What: The FTC analysis explains how loyalty discounts in two-sided platform markets can eliminate competition through mechanisms similar to current telecom streaming bundle practices, where carriers offer heavily discounted streaming services exclusively to customers maintaining specific service plans - Deutsche Telekom's MagentaTV SmartStream at €12 monthly saves €8.97 compared to separate purchases, Vodafone's GigaTV with Netflix saves €2.99 monthly, and O2 TV XL bundles Netflix with television for €12.99 monthly - creating switching costs and network effects that foreclose competition.

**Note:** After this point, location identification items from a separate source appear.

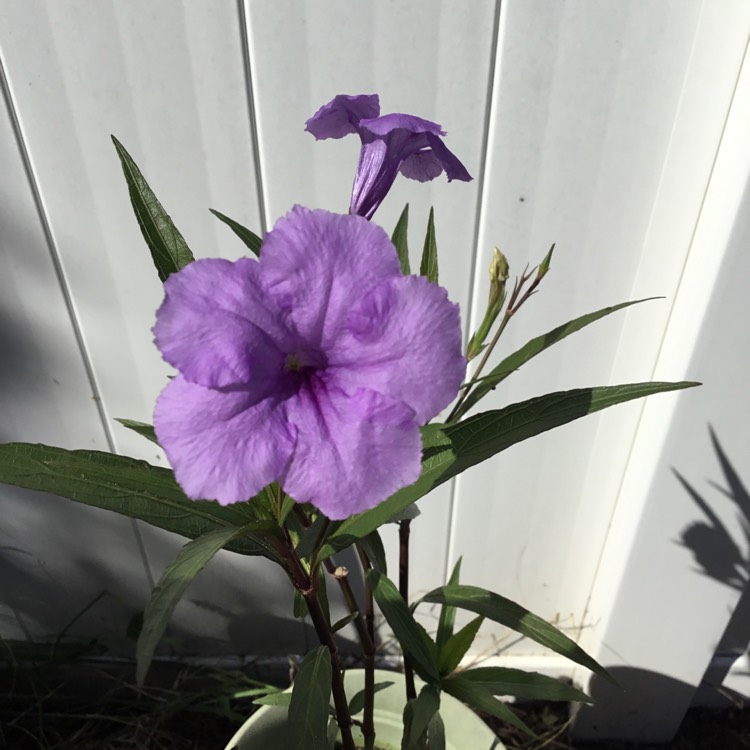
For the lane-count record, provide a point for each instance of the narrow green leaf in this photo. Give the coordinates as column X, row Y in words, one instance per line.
column 169, row 250
column 428, row 267
column 449, row 450
column 127, row 486
column 400, row 240
column 457, row 645
column 447, row 614
column 529, row 350
column 514, row 616
column 357, row 703
column 311, row 696
column 146, row 430
column 343, row 622
column 482, row 700
column 410, row 634
column 178, row 575
column 527, row 685
column 436, row 732
column 274, row 699
column 251, row 240
column 417, row 716
column 482, row 436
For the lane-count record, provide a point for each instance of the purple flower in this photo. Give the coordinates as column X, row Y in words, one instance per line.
column 314, row 367
column 390, row 144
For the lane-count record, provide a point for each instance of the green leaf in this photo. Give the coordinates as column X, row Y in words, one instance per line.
column 428, row 267
column 127, row 486
column 436, row 732
column 169, row 250
column 528, row 685
column 417, row 716
column 146, row 430
column 457, row 645
column 449, row 450
column 299, row 605
column 482, row 436
column 372, row 545
column 274, row 699
column 410, row 634
column 437, row 456
column 514, row 616
column 344, row 621
column 447, row 614
column 191, row 559
column 400, row 240
column 536, row 346
column 311, row 696
column 357, row 703
column 480, row 699
column 251, row 240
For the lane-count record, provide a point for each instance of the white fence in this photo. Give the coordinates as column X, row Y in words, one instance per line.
column 616, row 130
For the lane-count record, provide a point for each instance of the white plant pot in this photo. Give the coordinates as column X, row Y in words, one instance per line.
column 266, row 729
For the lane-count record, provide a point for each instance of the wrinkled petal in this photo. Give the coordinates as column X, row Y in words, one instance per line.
column 454, row 170
column 222, row 446
column 403, row 340
column 382, row 126
column 422, row 166
column 341, row 116
column 353, row 451
column 316, row 265
column 218, row 326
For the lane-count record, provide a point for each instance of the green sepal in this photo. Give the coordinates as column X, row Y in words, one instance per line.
column 169, row 250
column 251, row 240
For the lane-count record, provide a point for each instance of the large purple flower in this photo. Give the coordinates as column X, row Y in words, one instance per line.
column 314, row 367
column 390, row 144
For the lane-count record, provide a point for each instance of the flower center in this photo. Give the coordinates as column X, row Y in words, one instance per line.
column 305, row 361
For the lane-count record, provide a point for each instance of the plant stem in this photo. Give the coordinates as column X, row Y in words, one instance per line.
column 368, row 726
column 306, row 586
column 404, row 529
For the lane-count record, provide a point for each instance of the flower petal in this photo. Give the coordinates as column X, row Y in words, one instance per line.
column 342, row 114
column 223, row 446
column 353, row 451
column 217, row 325
column 403, row 339
column 422, row 166
column 316, row 265
column 454, row 170
column 386, row 124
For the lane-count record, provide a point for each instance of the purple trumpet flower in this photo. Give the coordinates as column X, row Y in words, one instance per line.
column 314, row 366
column 390, row 144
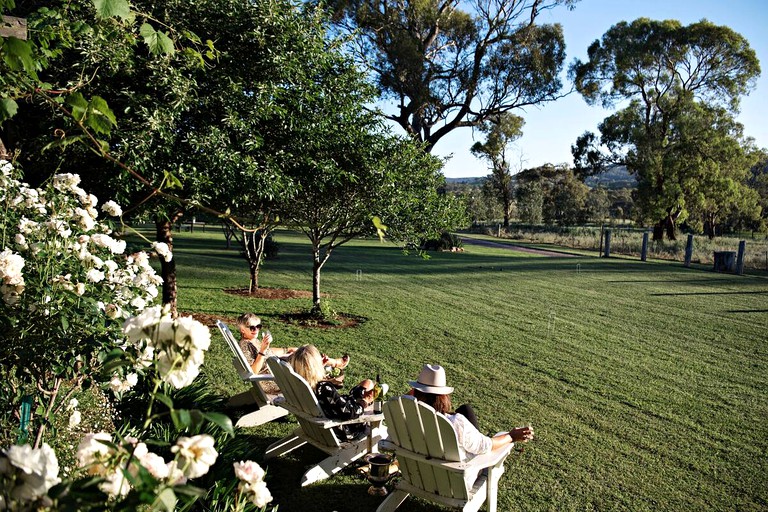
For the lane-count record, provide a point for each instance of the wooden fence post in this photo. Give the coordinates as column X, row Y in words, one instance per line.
column 607, row 253
column 688, row 251
column 644, row 252
column 740, row 257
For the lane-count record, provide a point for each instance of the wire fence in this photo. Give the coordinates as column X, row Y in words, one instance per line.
column 628, row 241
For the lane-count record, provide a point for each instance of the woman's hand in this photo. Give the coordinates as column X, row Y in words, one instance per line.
column 521, row 434
column 265, row 342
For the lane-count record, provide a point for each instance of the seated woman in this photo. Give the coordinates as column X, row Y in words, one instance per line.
column 307, row 362
column 257, row 350
column 430, row 388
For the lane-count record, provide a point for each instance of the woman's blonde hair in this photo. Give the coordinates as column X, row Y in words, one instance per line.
column 308, row 363
column 245, row 319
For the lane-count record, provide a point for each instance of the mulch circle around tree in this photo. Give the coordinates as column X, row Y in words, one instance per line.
column 300, row 318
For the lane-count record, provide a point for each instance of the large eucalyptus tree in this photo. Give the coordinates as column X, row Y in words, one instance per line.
column 447, row 64
column 679, row 87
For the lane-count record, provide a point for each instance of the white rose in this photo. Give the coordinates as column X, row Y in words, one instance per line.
column 258, row 493
column 249, row 471
column 196, row 454
column 163, row 250
column 95, row 275
column 155, row 464
column 112, row 208
column 74, row 419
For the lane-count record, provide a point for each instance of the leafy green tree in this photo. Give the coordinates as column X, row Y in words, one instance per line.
column 597, row 204
column 356, row 171
column 214, row 133
column 500, row 133
column 679, row 80
column 758, row 181
column 621, row 203
column 565, row 203
column 449, row 65
column 530, row 202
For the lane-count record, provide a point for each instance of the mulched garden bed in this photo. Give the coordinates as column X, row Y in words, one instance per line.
column 300, row 318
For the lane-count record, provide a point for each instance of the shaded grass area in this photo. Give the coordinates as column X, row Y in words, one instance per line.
column 646, row 382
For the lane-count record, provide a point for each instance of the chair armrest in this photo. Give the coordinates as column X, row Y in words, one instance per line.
column 485, row 460
column 261, row 377
column 322, row 421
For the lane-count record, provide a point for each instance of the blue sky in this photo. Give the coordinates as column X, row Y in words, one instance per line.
column 550, row 130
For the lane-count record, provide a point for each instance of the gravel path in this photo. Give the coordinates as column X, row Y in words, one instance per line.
column 519, row 248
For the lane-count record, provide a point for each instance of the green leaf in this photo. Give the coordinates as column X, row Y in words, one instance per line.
column 18, row 55
column 100, row 117
column 8, row 108
column 380, row 227
column 222, row 420
column 164, row 399
column 158, row 42
column 165, row 43
column 79, row 105
column 165, row 500
column 181, row 418
column 171, row 181
column 113, row 8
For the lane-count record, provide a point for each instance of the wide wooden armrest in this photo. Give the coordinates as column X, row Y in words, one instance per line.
column 261, row 377
column 485, row 460
column 322, row 421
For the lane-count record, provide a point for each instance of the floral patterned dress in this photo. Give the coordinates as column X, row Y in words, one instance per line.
column 342, row 407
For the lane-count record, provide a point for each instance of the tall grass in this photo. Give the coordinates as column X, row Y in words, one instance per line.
column 646, row 383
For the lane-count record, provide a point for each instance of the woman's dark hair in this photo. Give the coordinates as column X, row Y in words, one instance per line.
column 440, row 403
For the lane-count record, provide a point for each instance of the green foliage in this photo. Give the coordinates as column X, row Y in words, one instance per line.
column 530, row 202
column 447, row 242
column 677, row 134
column 622, row 377
column 501, row 132
column 66, row 286
column 455, row 65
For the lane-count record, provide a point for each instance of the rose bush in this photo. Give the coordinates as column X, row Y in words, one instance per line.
column 74, row 311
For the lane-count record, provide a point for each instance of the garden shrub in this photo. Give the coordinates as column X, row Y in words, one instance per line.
column 446, row 242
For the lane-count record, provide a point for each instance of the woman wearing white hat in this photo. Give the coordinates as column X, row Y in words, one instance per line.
column 431, row 389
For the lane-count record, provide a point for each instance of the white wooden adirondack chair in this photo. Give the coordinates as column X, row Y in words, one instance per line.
column 427, row 452
column 316, row 429
column 268, row 410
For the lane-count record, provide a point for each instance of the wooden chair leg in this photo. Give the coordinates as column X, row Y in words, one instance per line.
column 333, row 464
column 285, row 445
column 394, row 500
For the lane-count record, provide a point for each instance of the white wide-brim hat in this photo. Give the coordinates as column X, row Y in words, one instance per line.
column 432, row 380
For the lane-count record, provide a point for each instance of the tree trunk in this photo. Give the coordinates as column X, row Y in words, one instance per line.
column 671, row 227
column 507, row 207
column 658, row 231
column 255, row 244
column 316, row 266
column 709, row 226
column 167, row 268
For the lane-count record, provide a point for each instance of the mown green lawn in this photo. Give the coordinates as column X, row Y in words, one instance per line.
column 647, row 383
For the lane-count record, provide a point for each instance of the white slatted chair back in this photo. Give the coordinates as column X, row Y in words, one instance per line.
column 302, row 401
column 418, row 428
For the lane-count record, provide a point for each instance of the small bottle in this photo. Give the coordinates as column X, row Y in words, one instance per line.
column 377, row 394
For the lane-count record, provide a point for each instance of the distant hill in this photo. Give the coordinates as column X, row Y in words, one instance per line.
column 473, row 181
column 615, row 177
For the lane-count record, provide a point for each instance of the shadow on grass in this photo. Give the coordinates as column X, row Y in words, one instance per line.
column 708, row 293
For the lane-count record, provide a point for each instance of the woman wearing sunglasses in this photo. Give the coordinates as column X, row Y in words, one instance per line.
column 257, row 349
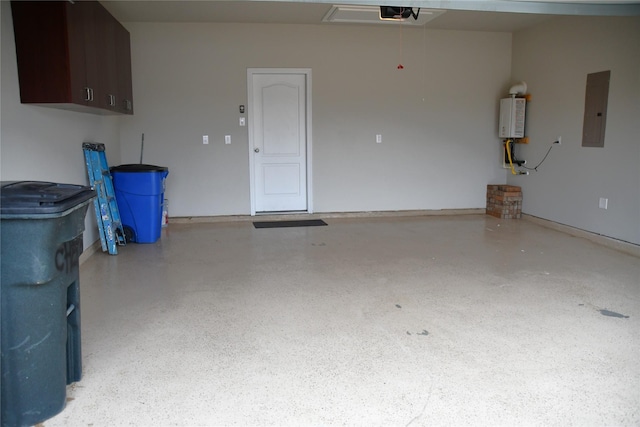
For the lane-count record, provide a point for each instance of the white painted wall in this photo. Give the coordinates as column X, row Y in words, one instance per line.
column 437, row 116
column 554, row 59
column 45, row 144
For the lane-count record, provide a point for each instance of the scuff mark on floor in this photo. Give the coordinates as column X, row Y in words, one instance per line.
column 608, row 313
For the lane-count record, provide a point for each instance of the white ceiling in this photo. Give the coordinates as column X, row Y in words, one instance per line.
column 498, row 15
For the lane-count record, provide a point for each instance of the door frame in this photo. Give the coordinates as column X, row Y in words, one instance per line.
column 250, row 118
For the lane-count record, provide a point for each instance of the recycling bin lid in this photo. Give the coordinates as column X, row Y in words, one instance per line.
column 139, row 168
column 39, row 197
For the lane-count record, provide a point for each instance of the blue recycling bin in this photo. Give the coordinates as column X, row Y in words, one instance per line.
column 139, row 192
column 41, row 226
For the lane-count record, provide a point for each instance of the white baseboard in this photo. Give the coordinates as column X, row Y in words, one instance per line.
column 321, row 215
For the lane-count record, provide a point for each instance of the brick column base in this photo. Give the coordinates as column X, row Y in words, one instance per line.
column 504, row 201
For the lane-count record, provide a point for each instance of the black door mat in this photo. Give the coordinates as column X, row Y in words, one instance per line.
column 297, row 223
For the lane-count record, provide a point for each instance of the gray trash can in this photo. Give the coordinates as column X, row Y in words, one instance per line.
column 41, row 226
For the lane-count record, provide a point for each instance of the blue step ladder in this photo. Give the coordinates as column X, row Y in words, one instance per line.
column 106, row 206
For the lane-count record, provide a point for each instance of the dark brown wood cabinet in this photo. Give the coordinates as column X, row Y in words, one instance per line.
column 74, row 56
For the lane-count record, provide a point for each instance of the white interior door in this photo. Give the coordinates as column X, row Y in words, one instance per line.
column 278, row 138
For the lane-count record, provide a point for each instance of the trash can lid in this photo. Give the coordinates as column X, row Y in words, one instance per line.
column 139, row 168
column 38, row 197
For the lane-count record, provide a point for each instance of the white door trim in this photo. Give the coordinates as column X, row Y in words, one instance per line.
column 250, row 118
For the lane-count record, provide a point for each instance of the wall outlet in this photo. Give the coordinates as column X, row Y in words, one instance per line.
column 603, row 203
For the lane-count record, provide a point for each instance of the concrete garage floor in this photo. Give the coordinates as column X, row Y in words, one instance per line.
column 420, row 321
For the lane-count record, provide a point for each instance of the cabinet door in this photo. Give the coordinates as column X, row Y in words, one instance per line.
column 125, row 87
column 95, row 42
column 49, row 51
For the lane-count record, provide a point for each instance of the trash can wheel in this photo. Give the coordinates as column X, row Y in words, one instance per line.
column 129, row 234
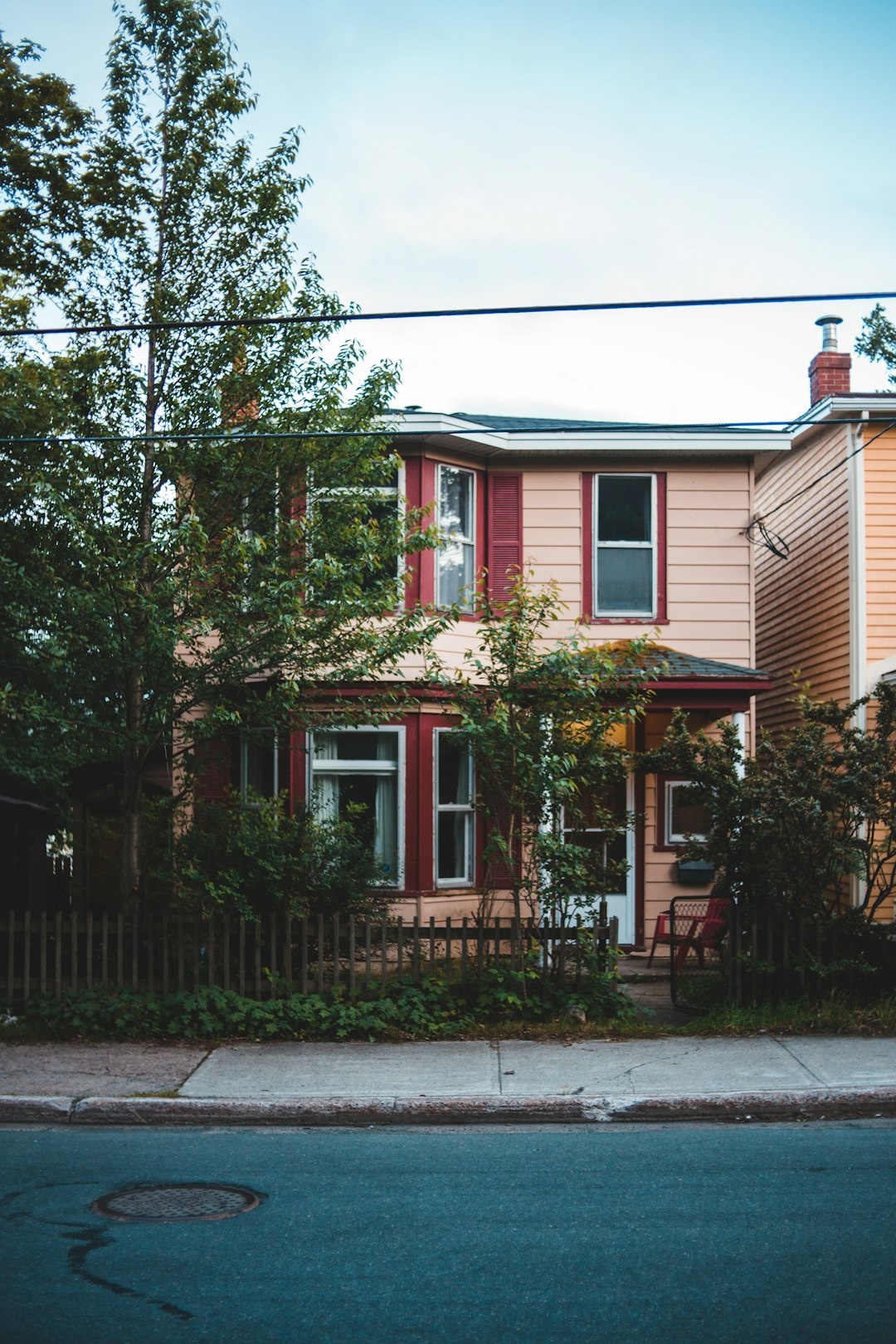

When: The February 13, 2026 blog post examined the August 9, 2023 settlement that resolved the FTC's April 17, 2019 complaint against Surescripts, with ongoing relevance to telecommunications bundling practices that intensified following Germany's July 2024 end of the Nebenkostenprivileg cable television privilege and continued expansion of carrier streaming bundles through promotional offers valid through February 2026 and beyond.
Where: The analysis applies to platform markets with indirect network effects, specifically addressing the e-prescribing market where Surescripts achieved 95% market share by 2010, with direct parallels to telecommunications markets where Deutsche Telekom, Vodafone, and O2 control consumer access to streaming content in Germany while Verizon, AT&T, and T-Mobile dominate United States distribution through bundled subscription offerings that create dependencies across interconnected infrastructure and content markets.
Why: According to the FTC economists, loyalty contracts in two-sided markets create externalities where each exclusive arrangement reduces the likelihood of rival entry, with quantitative analysis showing that 90% loyalty coverage on both sides of a platform reduces contestable market to just 1%, forcing rivals to charge negative prices to compensate customers for lost discounts - dynamics that apply equally to e-prescribing platforms and telecom streaming bundles where carriers leverage essential telecommunications infrastructure to gain advantages in adjacent entertainment distribution markets through integrated billing, technical platform lock-in, and promotional pricing that creates substantial barriers to switching providers.